Against this backdrop, advertisers, eager to get their message in front of consumers, are finding life increasingly difficult. Have you noticed increased advertising in movie theatres, outdoor signage or on uniforms of your favorite sports figures? Distribution technology and storage and recording media have given us the ability to fast-forward or avoid viewing messages that previously required you to physically leave the room or change the channel! Hmmm…so people are spending more time on the Internet—browsing, surfing—how about advertising there?
Well things seemed to be looking up for advertisers—cookies, pop-up ads, banners, above and below the fold advertising, mass commercial e-mail. Seemed like technology was coming to the rescue. But, enter their legal and technical counterparts—cookie disablers, pop-up blockers, spy-ware and ad-ware detection programs, SPAM and other filters, coupled with legislation and regulation over intrusive technologies or programs that invade privacy or transmit information without consent. Getting the message across is still getting tougher.
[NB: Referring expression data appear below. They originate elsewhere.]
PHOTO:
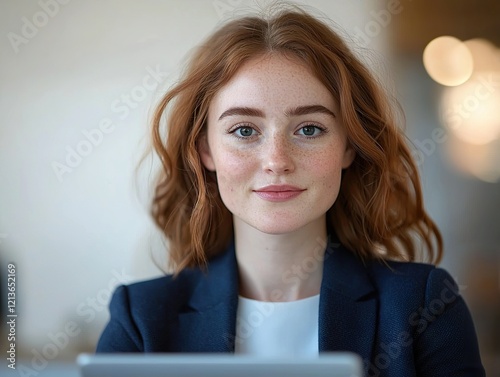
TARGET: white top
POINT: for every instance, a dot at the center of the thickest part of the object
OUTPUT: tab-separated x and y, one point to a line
277	329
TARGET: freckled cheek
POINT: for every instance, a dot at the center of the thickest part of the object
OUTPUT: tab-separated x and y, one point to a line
326	170
234	170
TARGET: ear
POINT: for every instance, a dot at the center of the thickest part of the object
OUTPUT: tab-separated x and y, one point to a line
349	155
204	152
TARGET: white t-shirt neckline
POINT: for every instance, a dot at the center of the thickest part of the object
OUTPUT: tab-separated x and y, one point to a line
277	329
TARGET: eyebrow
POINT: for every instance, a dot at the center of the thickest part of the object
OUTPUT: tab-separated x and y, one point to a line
296	111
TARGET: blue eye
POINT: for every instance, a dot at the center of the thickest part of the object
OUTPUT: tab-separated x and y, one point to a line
310	130
243	132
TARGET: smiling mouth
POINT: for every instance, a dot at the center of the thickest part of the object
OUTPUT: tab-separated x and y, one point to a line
279	193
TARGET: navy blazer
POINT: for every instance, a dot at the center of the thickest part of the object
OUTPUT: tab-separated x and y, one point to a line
403	319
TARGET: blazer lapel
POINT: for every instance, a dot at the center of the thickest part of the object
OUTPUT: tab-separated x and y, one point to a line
208	324
348	307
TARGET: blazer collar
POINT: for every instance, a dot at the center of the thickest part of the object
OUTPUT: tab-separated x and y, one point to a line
347	312
208	322
348	305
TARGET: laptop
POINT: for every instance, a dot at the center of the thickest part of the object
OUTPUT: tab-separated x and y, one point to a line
337	364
One approach is the increased use of “product placement”—insertion of branded products into actual programming “content.” Branded products become part of the action—someone is drinking a beverage, driving a car, using a computer—all branded. One of the most interesting developments in the world of product placement is taking place in interactive gaming. Interactive games require players to sit, often for hours, staring at a screen, paying close attention to the game. Background, backdrop, even music, contribute to making games realistic and become music to the ears of advertisers targeting a captive audience.
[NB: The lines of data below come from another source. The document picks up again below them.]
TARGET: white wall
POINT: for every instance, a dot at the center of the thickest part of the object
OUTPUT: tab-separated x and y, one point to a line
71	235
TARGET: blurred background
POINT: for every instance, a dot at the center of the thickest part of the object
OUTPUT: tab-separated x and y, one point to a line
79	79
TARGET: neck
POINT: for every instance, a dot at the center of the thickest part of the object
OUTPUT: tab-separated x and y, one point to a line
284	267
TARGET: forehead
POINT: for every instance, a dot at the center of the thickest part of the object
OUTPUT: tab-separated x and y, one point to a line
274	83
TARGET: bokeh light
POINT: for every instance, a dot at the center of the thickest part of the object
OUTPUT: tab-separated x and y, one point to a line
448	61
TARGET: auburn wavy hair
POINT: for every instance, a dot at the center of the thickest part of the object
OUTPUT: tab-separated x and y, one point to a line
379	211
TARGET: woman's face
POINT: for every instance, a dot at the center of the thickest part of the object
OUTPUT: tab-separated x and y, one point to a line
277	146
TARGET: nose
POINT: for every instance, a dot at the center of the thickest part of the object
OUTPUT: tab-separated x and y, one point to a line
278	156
Can interactive, Internet-based games require a participant to pay to enter and participate—online “pay-to-play” games—and provide the winner cash or prizes? Here’s how such a game is typically structured: the participant downloads licensed programming for installation on his or her computer—the platform from which instructions and controls are transmitted. When combined with instructions and controls from team members or opposing players, the programming allows the game to be played. To enhance the gaming experience (and also to bolster the argument these are predominantly skill-based, not based on chance) many gaming platforms have sophisticated mechanisms to rate players and provide “matches” of comparable skill. Assuming games are skill-based, many (but not all) jurisdictions permit the payment of cash to play and the award of a prize. In some jurisdictions (but not all), the prize can even be derived from the number of players and the amounts paid by the participants. Check with Rimon before making any assumptions.
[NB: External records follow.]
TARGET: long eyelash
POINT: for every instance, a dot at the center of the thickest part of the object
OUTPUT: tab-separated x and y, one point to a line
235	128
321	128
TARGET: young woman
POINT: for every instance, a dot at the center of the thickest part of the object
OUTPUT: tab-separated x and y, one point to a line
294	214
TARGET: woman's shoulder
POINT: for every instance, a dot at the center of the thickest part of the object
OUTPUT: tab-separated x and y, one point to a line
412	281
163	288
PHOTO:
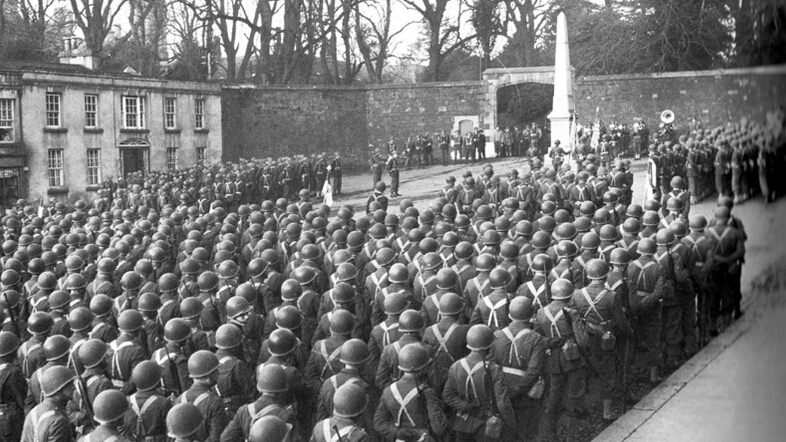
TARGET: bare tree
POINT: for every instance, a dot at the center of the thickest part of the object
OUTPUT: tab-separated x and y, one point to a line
443	35
95	18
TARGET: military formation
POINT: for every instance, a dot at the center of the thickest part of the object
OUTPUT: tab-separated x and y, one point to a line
217	304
Regulation of Internet contests in the United States falls into four broad legal categories: (a) regulation of sweepstakes, contests and prizes; (b) regulation of unfair and deceptive trade practices; (c) regulation of gambling; and (d) consumer protection. We will turn to a more comprehensive legal review in next month’s issue, but we will tell you that if your game attracts children, you had better ensure there are mechanisms enabling you to comply with special regulations that apply. These are not limited to issues involving the age of majority and the ability of participants to legally enter into binding contracts (e.g., Alabama and Nebraska = 19; Mississippi and Puerto Rico = 21). Compliance with the Children’s Online Privacy Protection Act (“COPPA,” not to be confused with COPA or Copacabana—anyone still reading?), considerations of parental consent, propriety of content and a host of other regulations and legal considerations, come to mind.